Who are the people our systems declare untouchable?
Then
Religious leaders who multiplied burdens and blocked access to God
Now?
Where does religious authority today serve itself rather than the people?
Then
Political power that intimidated and threatened those who challenged it
Now?
What forms of power today use intimidation to silence faithful witness?
Then
Economic systems that extracted from the poor as a condition of worship
Now?
Where do economic arrangements today extract from those who can least afford it?

What We Covered Today

The Arc of Week One

1
Resistance has a shape
It isn't protest or politics — it's sanctuary, truth-telling, mercy, presence, and courage in small acts.
2
The tensions are real — and they resolve
Authority, sovereignty, humility, tolerance, nonviolence, empathy — each one has a sympathetic case for deference.

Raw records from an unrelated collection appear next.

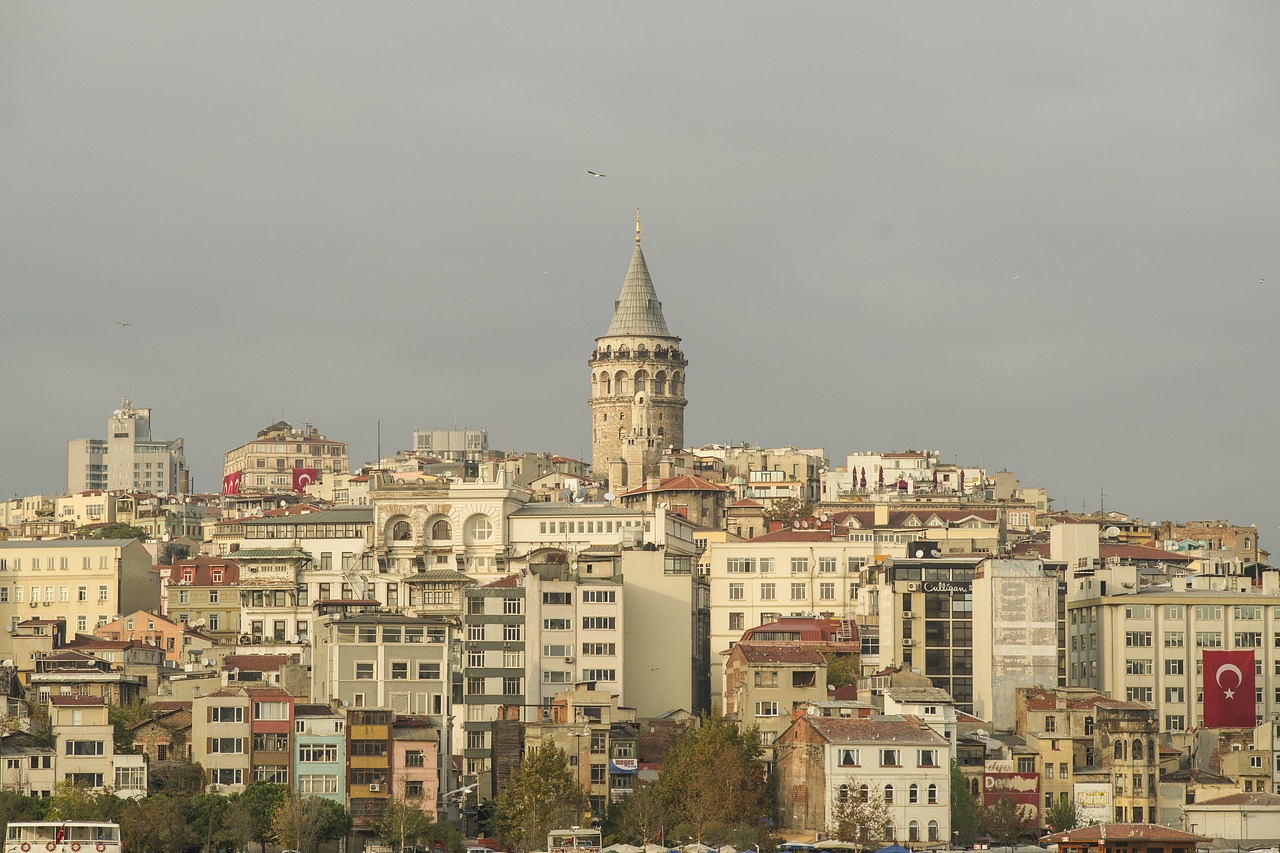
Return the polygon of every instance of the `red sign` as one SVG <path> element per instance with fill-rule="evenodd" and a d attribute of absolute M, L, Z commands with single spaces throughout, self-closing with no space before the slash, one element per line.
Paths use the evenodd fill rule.
<path fill-rule="evenodd" d="M 293 490 L 301 494 L 307 490 L 316 481 L 316 475 L 319 474 L 316 468 L 294 468 L 293 469 Z"/>
<path fill-rule="evenodd" d="M 1008 797 L 1018 804 L 1018 811 L 1028 820 L 1040 818 L 1039 773 L 983 773 L 982 804 L 993 806 Z"/>
<path fill-rule="evenodd" d="M 1252 649 L 1205 652 L 1205 728 L 1253 728 L 1258 713 L 1254 689 Z"/>
<path fill-rule="evenodd" d="M 240 475 L 241 475 L 241 473 L 243 473 L 243 472 L 241 472 L 241 471 L 236 471 L 234 474 L 228 474 L 227 476 L 225 476 L 225 477 L 223 477 L 223 478 L 222 478 L 222 493 L 223 493 L 224 495 L 238 495 L 238 494 L 240 494 Z"/>

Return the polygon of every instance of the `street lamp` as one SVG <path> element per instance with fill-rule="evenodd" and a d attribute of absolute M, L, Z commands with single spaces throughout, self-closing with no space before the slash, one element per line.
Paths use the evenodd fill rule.
<path fill-rule="evenodd" d="M 579 821 L 582 820 L 582 815 L 586 811 L 586 809 L 583 807 L 583 804 L 582 804 L 582 797 L 583 797 L 582 739 L 584 737 L 590 737 L 590 736 L 591 736 L 591 727 L 587 725 L 583 725 L 581 731 L 578 731 L 576 729 L 573 731 L 573 742 L 574 742 L 574 747 L 576 748 L 576 752 L 574 753 L 574 760 L 577 761 L 578 763 L 578 766 L 575 768 L 575 770 L 577 771 L 577 776 L 578 776 L 578 820 Z M 590 746 L 590 745 L 591 745 L 590 741 L 588 741 L 587 746 Z"/>

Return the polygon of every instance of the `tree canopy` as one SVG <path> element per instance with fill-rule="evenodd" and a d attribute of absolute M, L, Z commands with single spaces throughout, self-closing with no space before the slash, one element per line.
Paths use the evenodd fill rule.
<path fill-rule="evenodd" d="M 744 830 L 758 832 L 769 805 L 760 756 L 760 733 L 741 731 L 718 712 L 681 732 L 658 780 L 677 832 L 736 846 Z"/>
<path fill-rule="evenodd" d="M 147 531 L 141 527 L 134 527 L 132 524 L 125 524 L 122 521 L 113 521 L 110 524 L 104 524 L 97 530 L 89 534 L 90 539 L 140 539 L 147 541 Z"/>
<path fill-rule="evenodd" d="M 978 800 L 969 790 L 969 780 L 951 759 L 951 830 L 966 847 L 978 837 Z"/>
<path fill-rule="evenodd" d="M 539 850 L 553 829 L 581 822 L 583 792 L 569 756 L 553 743 L 527 754 L 493 805 L 491 824 L 515 853 Z"/>
<path fill-rule="evenodd" d="M 889 822 L 889 807 L 880 794 L 869 794 L 863 799 L 856 781 L 841 790 L 831 810 L 827 831 L 841 841 L 849 841 L 861 848 L 875 849 L 885 840 L 884 827 Z"/>

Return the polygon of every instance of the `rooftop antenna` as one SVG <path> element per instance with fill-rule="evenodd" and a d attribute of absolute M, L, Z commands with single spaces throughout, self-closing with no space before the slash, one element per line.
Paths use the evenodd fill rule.
<path fill-rule="evenodd" d="M 640 245 L 640 208 L 636 208 L 636 245 Z"/>
<path fill-rule="evenodd" d="M 382 463 L 382 419 L 378 419 L 378 463 Z"/>

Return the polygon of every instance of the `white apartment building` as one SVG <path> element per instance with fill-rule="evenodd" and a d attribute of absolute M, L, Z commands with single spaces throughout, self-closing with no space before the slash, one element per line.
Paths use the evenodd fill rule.
<path fill-rule="evenodd" d="M 905 557 L 911 534 L 859 531 L 833 534 L 822 529 L 787 529 L 748 542 L 712 542 L 703 561 L 710 564 L 711 690 L 724 694 L 723 655 L 757 625 L 784 616 L 850 619 L 862 624 L 875 615 L 864 609 L 858 590 L 862 570 L 878 558 Z M 881 561 L 883 561 L 881 559 Z M 868 639 L 873 636 L 868 634 Z M 878 663 L 864 646 L 863 666 Z"/>
<path fill-rule="evenodd" d="M 483 429 L 415 429 L 413 450 L 446 462 L 484 462 L 489 432 Z"/>
<path fill-rule="evenodd" d="M 0 542 L 0 658 L 13 656 L 12 629 L 33 616 L 88 633 L 122 614 L 160 607 L 160 575 L 136 539 Z"/>
<path fill-rule="evenodd" d="M 107 438 L 67 442 L 67 491 L 186 494 L 191 491 L 182 439 L 151 436 L 151 410 L 125 400 L 107 421 Z"/>
<path fill-rule="evenodd" d="M 107 706 L 99 696 L 49 697 L 54 770 L 59 782 L 111 788 L 125 798 L 147 795 L 143 755 L 116 755 Z"/>
<path fill-rule="evenodd" d="M 1161 730 L 1204 725 L 1202 654 L 1254 654 L 1257 720 L 1280 712 L 1280 572 L 1142 586 L 1134 566 L 1068 581 L 1068 681 L 1154 706 Z"/>

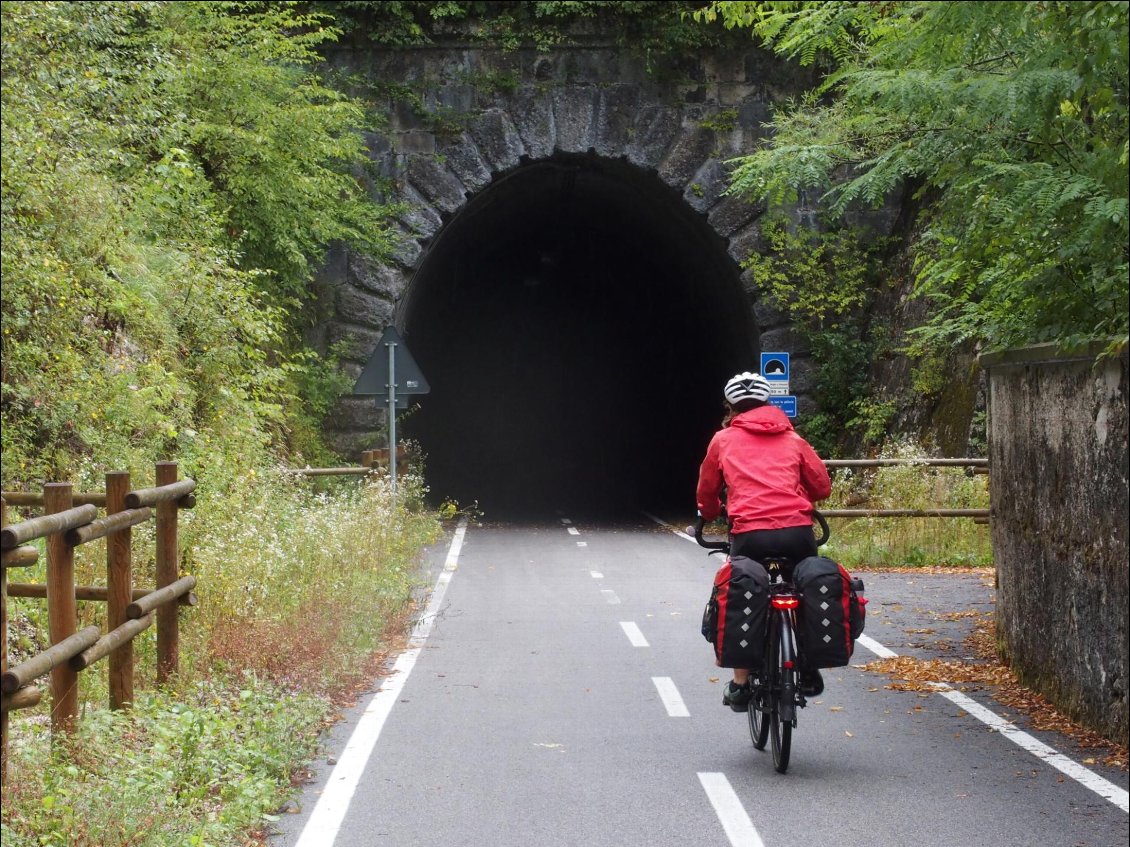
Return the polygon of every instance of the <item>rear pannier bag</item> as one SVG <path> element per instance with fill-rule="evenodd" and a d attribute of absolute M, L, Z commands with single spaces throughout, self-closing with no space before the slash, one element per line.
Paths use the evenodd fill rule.
<path fill-rule="evenodd" d="M 719 667 L 761 667 L 768 617 L 768 572 L 753 559 L 731 557 L 715 574 L 702 615 L 702 634 Z"/>
<path fill-rule="evenodd" d="M 810 556 L 793 569 L 793 584 L 801 596 L 797 629 L 805 664 L 843 667 L 851 660 L 855 639 L 863 634 L 863 580 L 831 559 Z"/>

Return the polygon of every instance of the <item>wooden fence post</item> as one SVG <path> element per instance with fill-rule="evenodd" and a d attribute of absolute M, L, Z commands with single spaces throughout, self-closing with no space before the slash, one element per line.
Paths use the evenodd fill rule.
<path fill-rule="evenodd" d="M 177 481 L 176 462 L 157 463 L 158 487 Z M 157 590 L 172 585 L 178 576 L 177 501 L 157 504 Z M 177 672 L 180 661 L 180 636 L 177 632 L 176 603 L 166 603 L 157 610 L 157 682 L 168 682 Z"/>
<path fill-rule="evenodd" d="M 52 515 L 72 506 L 69 482 L 43 486 L 43 513 Z M 65 533 L 47 536 L 47 629 L 51 644 L 74 635 L 78 626 L 75 602 L 75 550 Z M 68 733 L 78 718 L 78 673 L 63 662 L 51 671 L 51 732 Z"/>
<path fill-rule="evenodd" d="M 8 525 L 8 501 L 0 499 L 0 529 Z M 0 565 L 0 673 L 8 671 L 8 569 Z M 0 781 L 8 782 L 8 713 L 0 712 Z"/>
<path fill-rule="evenodd" d="M 129 472 L 106 474 L 106 516 L 126 510 Z M 133 602 L 133 535 L 129 527 L 106 537 L 106 631 L 124 624 L 126 606 Z M 110 708 L 123 709 L 133 703 L 133 640 L 127 640 L 109 656 Z"/>

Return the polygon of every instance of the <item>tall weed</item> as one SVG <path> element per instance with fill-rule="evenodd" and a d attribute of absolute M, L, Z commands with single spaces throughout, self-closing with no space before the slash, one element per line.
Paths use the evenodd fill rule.
<path fill-rule="evenodd" d="M 924 459 L 912 443 L 882 458 Z M 824 509 L 987 509 L 989 477 L 924 464 L 838 470 Z M 845 567 L 991 566 L 989 527 L 972 518 L 833 518 L 822 548 Z"/>

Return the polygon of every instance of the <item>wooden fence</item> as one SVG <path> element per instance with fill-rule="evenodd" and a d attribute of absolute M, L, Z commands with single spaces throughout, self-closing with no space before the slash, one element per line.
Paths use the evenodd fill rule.
<path fill-rule="evenodd" d="M 966 467 L 975 474 L 989 472 L 988 459 L 829 459 L 828 470 L 837 468 Z M 973 518 L 974 523 L 988 523 L 988 509 L 820 509 L 826 518 Z"/>
<path fill-rule="evenodd" d="M 3 492 L 0 504 L 0 721 L 4 777 L 7 777 L 8 713 L 39 703 L 43 696 L 33 685 L 51 675 L 51 730 L 67 732 L 78 718 L 78 675 L 98 660 L 109 657 L 110 708 L 133 702 L 133 638 L 157 624 L 157 679 L 176 673 L 180 638 L 177 605 L 195 605 L 196 578 L 178 574 L 178 513 L 191 508 L 196 483 L 177 479 L 175 462 L 158 462 L 156 485 L 131 490 L 130 475 L 106 474 L 105 494 L 76 494 L 70 483 L 49 483 L 42 494 Z M 42 506 L 44 514 L 8 524 L 9 506 Z M 98 517 L 98 507 L 105 517 Z M 131 528 L 156 519 L 156 586 L 134 589 Z M 45 539 L 45 584 L 8 582 L 8 569 L 35 564 L 38 550 L 27 544 Z M 75 548 L 106 539 L 106 586 L 76 586 Z M 42 597 L 47 600 L 51 646 L 25 662 L 8 667 L 8 597 Z M 78 627 L 78 600 L 106 603 L 107 632 L 97 626 Z"/>
<path fill-rule="evenodd" d="M 411 461 L 411 453 L 408 452 L 403 444 L 398 444 L 396 447 L 397 476 L 408 473 Z M 351 465 L 341 468 L 290 468 L 287 470 L 287 473 L 292 473 L 296 476 L 366 476 L 374 471 L 387 472 L 388 469 L 388 448 L 381 447 L 376 450 L 362 451 L 360 466 Z"/>

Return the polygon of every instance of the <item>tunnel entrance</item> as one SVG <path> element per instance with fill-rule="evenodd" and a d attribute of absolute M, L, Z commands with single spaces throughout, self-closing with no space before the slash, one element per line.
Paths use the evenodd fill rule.
<path fill-rule="evenodd" d="M 726 242 L 623 161 L 555 156 L 456 213 L 402 326 L 431 394 L 404 420 L 436 502 L 487 519 L 691 509 L 721 389 L 757 334 Z"/>

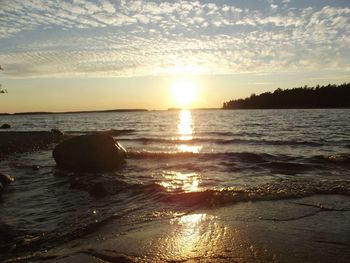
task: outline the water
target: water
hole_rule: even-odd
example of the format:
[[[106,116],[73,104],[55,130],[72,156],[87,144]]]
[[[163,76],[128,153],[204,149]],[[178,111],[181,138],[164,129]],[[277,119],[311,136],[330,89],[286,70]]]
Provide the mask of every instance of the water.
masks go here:
[[[104,174],[58,171],[51,151],[3,161],[0,171],[16,177],[0,201],[0,245],[12,254],[113,220],[131,226],[242,201],[350,194],[349,109],[0,116],[5,122],[23,131],[114,129],[128,150],[126,165]]]

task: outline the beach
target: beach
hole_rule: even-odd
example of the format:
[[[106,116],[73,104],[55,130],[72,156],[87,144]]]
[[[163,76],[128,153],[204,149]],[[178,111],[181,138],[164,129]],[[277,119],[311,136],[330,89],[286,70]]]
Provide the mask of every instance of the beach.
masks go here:
[[[115,219],[82,239],[14,262],[345,263],[349,220],[345,196],[243,202],[132,226]]]
[[[0,172],[15,181],[0,261],[348,262],[348,113],[1,116]],[[56,167],[56,145],[93,133],[127,149],[123,166]]]

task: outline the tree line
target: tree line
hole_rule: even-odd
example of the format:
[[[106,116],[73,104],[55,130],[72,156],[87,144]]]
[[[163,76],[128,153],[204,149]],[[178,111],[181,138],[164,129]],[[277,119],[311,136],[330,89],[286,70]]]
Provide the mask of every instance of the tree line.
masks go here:
[[[0,65],[0,71],[1,71],[1,70],[4,70],[4,68]],[[7,93],[7,90],[3,89],[3,88],[2,88],[2,85],[0,84],[0,94],[1,94],[1,93]]]
[[[298,87],[224,102],[223,109],[349,108],[350,83]]]

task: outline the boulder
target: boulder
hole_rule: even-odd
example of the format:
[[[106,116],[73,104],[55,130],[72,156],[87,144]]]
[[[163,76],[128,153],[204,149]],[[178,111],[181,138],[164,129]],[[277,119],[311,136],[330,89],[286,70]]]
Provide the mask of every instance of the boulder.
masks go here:
[[[15,179],[12,178],[11,176],[8,176],[6,174],[3,174],[3,173],[0,173],[0,183],[3,185],[3,186],[6,186],[10,183],[12,183]]]
[[[7,124],[7,123],[5,123],[5,124],[3,124],[3,125],[1,125],[0,126],[0,129],[10,129],[11,128],[11,125],[10,124]]]
[[[70,138],[57,145],[53,158],[57,167],[70,171],[108,171],[125,162],[126,150],[107,134]]]
[[[0,195],[2,194],[4,187],[12,183],[15,179],[6,174],[0,173]]]

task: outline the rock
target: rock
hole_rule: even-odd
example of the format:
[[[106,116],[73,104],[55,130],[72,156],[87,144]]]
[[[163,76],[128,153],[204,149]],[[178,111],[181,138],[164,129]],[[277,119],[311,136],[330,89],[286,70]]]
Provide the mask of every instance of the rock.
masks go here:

Each one, when the vulnerable are at stake, resolves toward resistance.
3
Jesus is the model
He resisted purity systems, religious burden, political power, tribal limits, and economic exploitation — specifically, concretely, at great cost.
Next week: Scripture as a long resistance story
From Genesis to Revelation — God's sustained refusal to accept the domination of the weak by the strong.

Before Next Week

Something to Carry With You

Observe
Notice a moment of tension
Before next week, pay attention to one moment where you felt the pull between deference and resistance. Where did you feel it? Which tension was operating?
Read
Sit with one tension
Pick the tension you find hardest to resolve. Read the scripture on both sides slowly. What do you notice?
Reflect
Ask the first question
Is there a place in your life where honestly asking "who is suffering?" would change how you act? You don't have to solve it — just sit with it.
Discuss
Ask someone outside the class
What does Christian resistance mean to them? You don't need to agree — just listen. Bring what you hear back next week.

Closing

Next Week

Week 1 — Today
How We Know When to Obey and When to Resist
Week 2
Scripture as a Long Resistance Story
Week 3
A History of Discernment
Week 4
Practicing Faithful Resistance Today
"Faithful resistance is not a political stance. It is the shape of Christian love in a world where the strong still dominate the weak."